The Swedish strike, launched by the metal workers’ union IF Metall, began on October 27 when some 130 mechanics at 10 Tesla repair shops in seven cities walked off the job.
It has since grown into a larger conflict between the US electric car giant and almost a dozen unions seeking to protect Sweden’s labor model.
Despite this, several Swedish media have reported that the impact of the strikes has so far been fairly limited, and IF Metall has accused the electric carmaker of systematically using strike breakers to circumvent the labor action.
According to the Swedish Transport Agency, there are 51,617 Teslas registered in Sweden.
“Solidarity is the cornerstone of the union movement and stretches beyond national borders,” the chairman of Denmark’s 3F Transport, Jan Villadsen, said in Tuesday’s statement.
“Even if you’re one of the richest companies in the world, you can’t impose your own rules.
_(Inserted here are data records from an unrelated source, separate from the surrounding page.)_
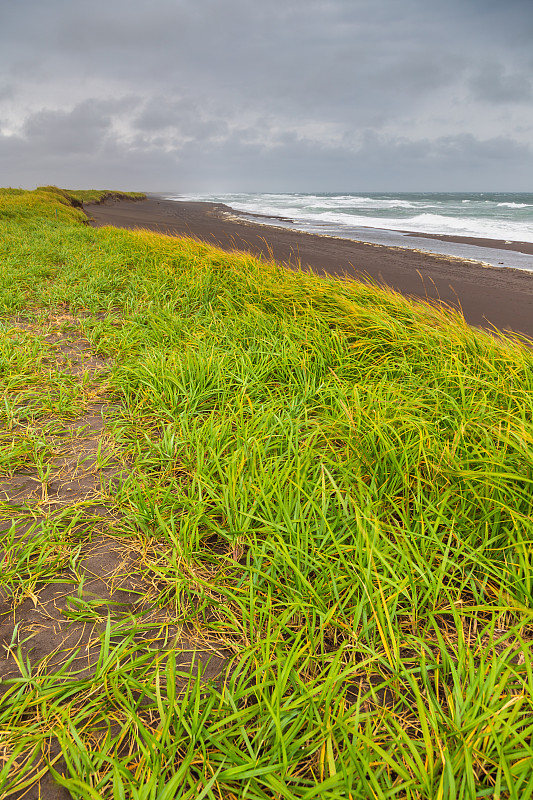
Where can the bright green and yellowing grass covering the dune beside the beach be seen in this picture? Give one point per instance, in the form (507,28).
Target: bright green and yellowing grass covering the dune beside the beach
(323,494)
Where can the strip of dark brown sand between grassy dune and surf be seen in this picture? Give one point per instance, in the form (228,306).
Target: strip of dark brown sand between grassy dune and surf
(487,296)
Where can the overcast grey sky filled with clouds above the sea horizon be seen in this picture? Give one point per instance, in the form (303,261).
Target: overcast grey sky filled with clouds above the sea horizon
(198,96)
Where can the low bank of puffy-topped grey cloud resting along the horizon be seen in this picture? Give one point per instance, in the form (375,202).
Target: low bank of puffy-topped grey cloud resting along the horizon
(239,163)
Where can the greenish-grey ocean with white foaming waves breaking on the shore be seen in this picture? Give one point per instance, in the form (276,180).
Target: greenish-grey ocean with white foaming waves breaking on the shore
(391,218)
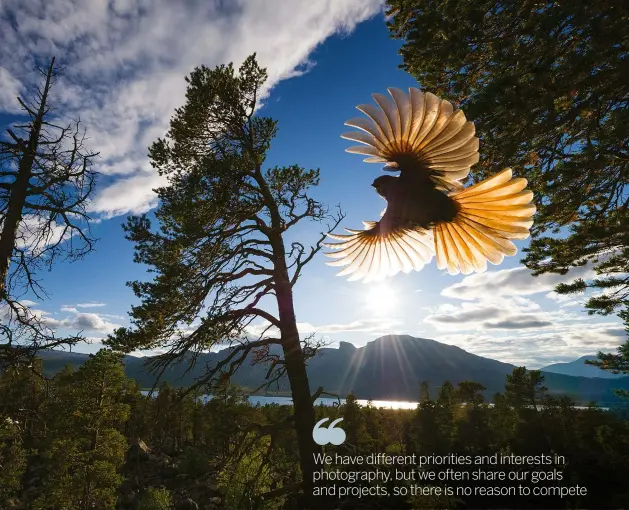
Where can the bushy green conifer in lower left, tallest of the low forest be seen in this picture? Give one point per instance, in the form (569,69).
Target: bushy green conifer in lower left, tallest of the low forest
(86,449)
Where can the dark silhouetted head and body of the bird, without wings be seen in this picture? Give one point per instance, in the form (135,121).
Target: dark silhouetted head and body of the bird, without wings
(413,201)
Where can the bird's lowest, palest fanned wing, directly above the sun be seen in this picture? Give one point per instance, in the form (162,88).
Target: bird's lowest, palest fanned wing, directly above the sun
(373,254)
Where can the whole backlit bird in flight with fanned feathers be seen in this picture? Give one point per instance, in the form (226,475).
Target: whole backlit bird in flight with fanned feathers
(429,212)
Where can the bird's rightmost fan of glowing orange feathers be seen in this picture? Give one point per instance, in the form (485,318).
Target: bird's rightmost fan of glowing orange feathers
(491,213)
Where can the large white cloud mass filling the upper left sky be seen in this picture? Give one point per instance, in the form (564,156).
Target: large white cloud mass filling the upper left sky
(126,61)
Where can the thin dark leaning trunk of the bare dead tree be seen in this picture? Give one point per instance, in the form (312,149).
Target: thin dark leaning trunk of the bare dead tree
(19,188)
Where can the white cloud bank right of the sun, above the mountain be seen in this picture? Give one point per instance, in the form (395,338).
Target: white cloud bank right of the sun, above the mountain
(492,317)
We have labor market agreements in the Nordic region, and you have to respect them if you want to run a business here,” he said.
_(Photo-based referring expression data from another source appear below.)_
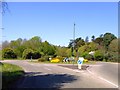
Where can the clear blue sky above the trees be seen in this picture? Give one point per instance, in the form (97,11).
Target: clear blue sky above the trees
(54,21)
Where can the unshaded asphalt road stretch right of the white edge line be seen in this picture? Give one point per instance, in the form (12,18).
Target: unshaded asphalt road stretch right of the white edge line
(107,71)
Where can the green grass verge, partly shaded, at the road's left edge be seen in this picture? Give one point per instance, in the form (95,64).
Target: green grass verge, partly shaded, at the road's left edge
(10,73)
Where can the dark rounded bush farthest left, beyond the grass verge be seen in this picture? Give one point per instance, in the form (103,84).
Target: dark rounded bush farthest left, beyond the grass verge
(8,53)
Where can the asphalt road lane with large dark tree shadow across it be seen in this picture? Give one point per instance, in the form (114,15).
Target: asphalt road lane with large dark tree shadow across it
(54,76)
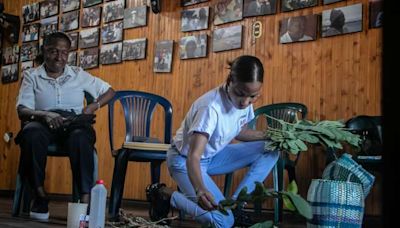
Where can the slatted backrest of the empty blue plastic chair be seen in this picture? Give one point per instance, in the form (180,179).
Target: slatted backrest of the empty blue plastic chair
(138,108)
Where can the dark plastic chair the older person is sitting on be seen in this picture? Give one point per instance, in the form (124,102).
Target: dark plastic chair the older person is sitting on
(23,191)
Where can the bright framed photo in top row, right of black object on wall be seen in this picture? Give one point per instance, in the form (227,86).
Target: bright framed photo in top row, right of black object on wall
(194,19)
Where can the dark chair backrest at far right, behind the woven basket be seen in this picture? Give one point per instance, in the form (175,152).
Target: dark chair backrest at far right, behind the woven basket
(370,130)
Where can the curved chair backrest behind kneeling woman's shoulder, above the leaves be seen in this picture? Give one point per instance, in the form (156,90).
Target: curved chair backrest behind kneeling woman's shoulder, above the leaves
(288,112)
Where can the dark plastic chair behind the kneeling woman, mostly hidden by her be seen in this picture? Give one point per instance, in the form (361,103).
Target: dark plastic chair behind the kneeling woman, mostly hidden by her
(287,112)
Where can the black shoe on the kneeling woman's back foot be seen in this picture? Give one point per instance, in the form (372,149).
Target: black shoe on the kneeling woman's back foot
(159,206)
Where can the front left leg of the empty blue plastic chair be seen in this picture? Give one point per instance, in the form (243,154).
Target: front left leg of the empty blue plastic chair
(118,182)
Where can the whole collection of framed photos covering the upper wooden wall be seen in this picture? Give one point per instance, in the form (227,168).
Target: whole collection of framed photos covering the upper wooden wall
(95,43)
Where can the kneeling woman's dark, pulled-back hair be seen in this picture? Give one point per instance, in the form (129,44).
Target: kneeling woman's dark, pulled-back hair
(246,68)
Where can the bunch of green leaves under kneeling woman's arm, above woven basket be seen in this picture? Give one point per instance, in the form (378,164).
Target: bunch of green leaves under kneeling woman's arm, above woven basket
(294,137)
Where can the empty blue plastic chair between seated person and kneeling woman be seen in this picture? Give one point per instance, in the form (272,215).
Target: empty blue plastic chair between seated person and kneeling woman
(138,108)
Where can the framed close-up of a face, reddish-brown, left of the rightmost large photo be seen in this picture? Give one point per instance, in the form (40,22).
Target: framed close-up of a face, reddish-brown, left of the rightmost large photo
(298,29)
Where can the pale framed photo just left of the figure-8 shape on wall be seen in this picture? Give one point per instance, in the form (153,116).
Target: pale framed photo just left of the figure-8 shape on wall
(227,38)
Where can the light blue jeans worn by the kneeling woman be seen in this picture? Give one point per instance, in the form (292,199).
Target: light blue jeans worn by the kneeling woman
(231,158)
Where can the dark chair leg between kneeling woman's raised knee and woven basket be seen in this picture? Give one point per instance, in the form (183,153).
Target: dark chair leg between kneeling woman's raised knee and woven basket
(278,186)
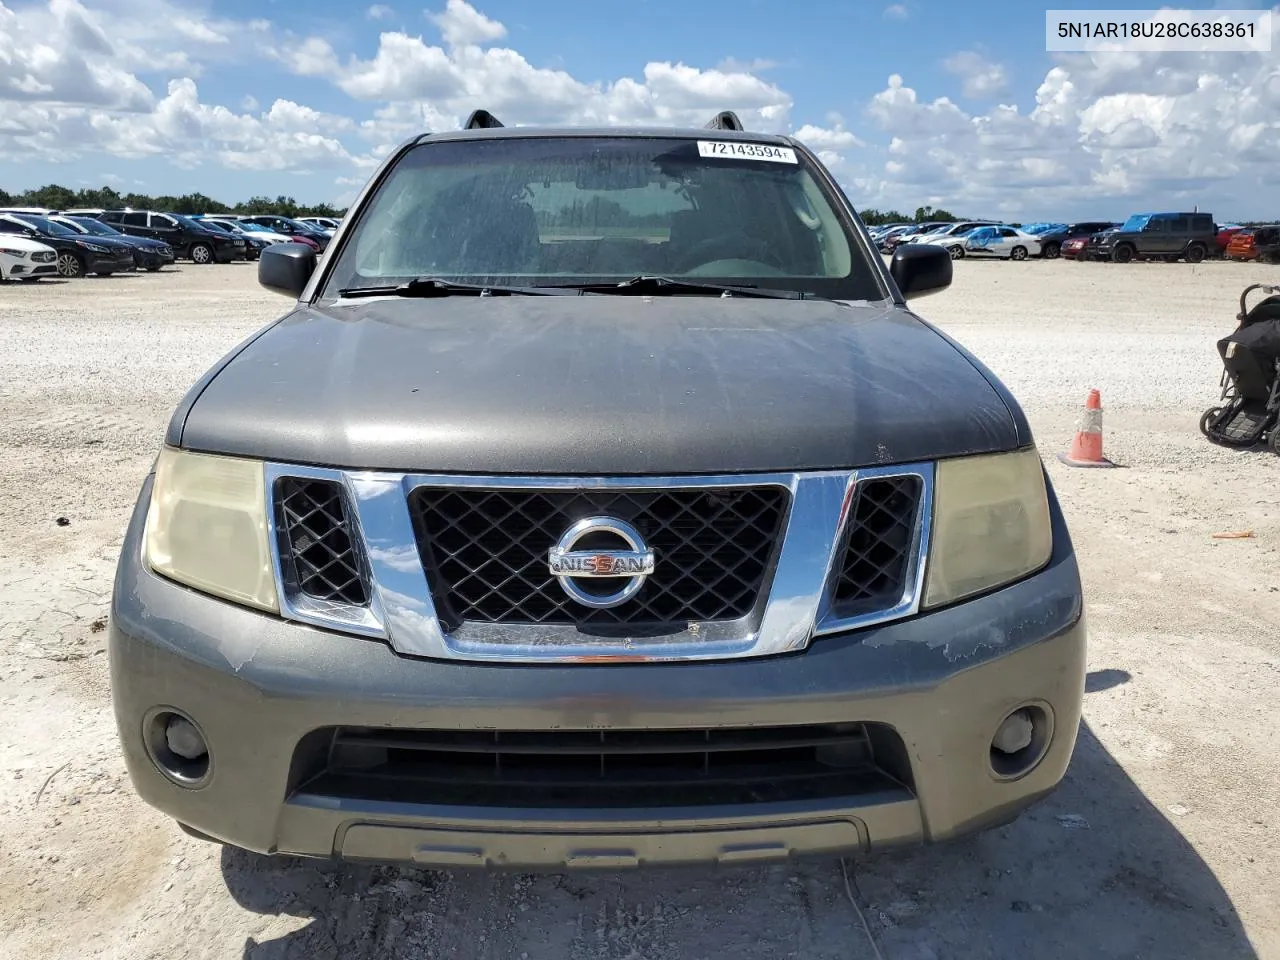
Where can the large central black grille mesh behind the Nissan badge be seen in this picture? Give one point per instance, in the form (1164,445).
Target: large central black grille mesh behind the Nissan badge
(486,552)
Negotiated sector by sector, collective agreements with unions are the basis of the Nordic labor market model, covering almost 90 percent of all employees in Sweden and 80 percent in Denmark and guaranteeing wages and working conditions.
Despite the fact that many of Tesla’s employees in Sweden are union members, they cannot benefit from the collective bargaining agreements unless Tesla signs on to them.
Tesla chief executive Elon Musk has long rejected calls to allow the company’s 127,000 employees worldwide to unionize.
Marie Nilsson, the head of IF Metall, told AFP the conflict was “a clash between the Swedish or the European culture and the American way of doing business.”